Lord Derby revint pour la troisième fois aux affaires en 1866; Disraeli reprit son poste à la chancellerie; il fit triompher le bill de réforme électorale, et lord Derby, quittant le ministère pour raison de santé, conseilla à la reine Victoria de choisir Disraeli pour lui succéder. Malgré de brillants succès, Disraeli fut forcé de donner sa démission en 1868. Jusqu'en 1874, Gladstone occupa le pouvoir; Disraeli en fut investi pour la seconde fois. Ce fut sa période la plus brillante.
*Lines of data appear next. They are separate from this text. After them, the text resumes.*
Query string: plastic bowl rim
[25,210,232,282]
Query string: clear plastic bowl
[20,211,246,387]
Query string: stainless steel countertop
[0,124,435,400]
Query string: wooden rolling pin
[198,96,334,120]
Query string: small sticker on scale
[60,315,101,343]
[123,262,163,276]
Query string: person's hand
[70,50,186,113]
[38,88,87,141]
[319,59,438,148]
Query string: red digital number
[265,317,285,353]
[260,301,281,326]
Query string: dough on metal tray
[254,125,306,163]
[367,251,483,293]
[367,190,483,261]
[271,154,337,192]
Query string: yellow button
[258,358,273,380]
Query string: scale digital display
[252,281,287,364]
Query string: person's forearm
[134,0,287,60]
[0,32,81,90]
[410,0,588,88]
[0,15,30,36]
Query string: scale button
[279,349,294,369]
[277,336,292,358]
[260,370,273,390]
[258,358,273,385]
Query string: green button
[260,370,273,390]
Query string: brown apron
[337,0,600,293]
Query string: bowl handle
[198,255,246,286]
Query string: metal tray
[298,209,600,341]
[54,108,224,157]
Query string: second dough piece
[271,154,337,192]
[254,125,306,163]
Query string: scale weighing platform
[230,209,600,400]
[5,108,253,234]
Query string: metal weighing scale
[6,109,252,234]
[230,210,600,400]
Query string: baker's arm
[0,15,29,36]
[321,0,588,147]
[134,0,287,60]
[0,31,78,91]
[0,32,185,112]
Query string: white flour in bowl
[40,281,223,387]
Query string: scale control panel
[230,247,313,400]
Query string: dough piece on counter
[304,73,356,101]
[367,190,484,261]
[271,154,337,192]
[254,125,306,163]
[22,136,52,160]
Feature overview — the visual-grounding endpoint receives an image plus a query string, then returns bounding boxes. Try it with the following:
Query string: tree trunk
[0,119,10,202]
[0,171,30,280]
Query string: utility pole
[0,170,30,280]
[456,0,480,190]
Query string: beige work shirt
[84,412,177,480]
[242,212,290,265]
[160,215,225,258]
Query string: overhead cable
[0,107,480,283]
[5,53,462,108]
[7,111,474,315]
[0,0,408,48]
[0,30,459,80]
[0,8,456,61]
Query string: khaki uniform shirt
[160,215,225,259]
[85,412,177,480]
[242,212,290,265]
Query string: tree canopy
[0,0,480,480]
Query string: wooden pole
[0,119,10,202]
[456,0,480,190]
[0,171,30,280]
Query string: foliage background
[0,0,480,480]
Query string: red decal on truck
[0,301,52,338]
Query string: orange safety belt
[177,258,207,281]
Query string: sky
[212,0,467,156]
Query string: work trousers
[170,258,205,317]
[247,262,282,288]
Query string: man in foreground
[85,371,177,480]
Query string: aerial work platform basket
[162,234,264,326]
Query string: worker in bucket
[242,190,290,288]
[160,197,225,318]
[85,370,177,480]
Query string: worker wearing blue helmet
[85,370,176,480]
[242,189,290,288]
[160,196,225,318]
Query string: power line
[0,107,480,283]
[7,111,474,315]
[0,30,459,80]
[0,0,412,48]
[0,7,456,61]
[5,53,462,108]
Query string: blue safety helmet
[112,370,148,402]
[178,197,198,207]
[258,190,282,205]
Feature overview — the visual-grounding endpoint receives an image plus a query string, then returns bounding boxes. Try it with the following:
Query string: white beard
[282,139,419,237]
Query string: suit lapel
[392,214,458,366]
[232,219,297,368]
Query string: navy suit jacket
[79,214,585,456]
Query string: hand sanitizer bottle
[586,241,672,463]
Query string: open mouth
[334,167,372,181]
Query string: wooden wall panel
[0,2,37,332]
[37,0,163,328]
Il obtint les bills sur les trade-unions, sur les heures de travail, sur l'hygiène publique, sur les logements insalubres. Il racheta la part du vice-roi d'Egypte dans les actions du canal de Suez, fit déclarer la reine impératrice des Indes, défendit la Turquie contre la Russie, fit signer le traité de Berlin contre le tsar, et obtint du sultan la remise de l'île de Chypre. En récompense de ses services, la reine, en 1876, l'avait élevé à la pairie, avec le titre de « comte Beaconsfield » .

Son activité politique n'entrava jamais sa production littéraire. Les romans où il a exposé ses doctrines politiques et religieuses, et parfois ses rancunes, sont nombreux. Parmi les principaux, dont plusieurs ont été traduits en français, on peut citer : Young Duke (1832); Contarini Fleming (1833); Coningsby (1844); Sybil (1845); Tancred (1847); Iothair (1870); Endymion (1880). Il a laissé, en outre, un certain nombre d'ouvrages politiques et des recueils de discours. (NLI).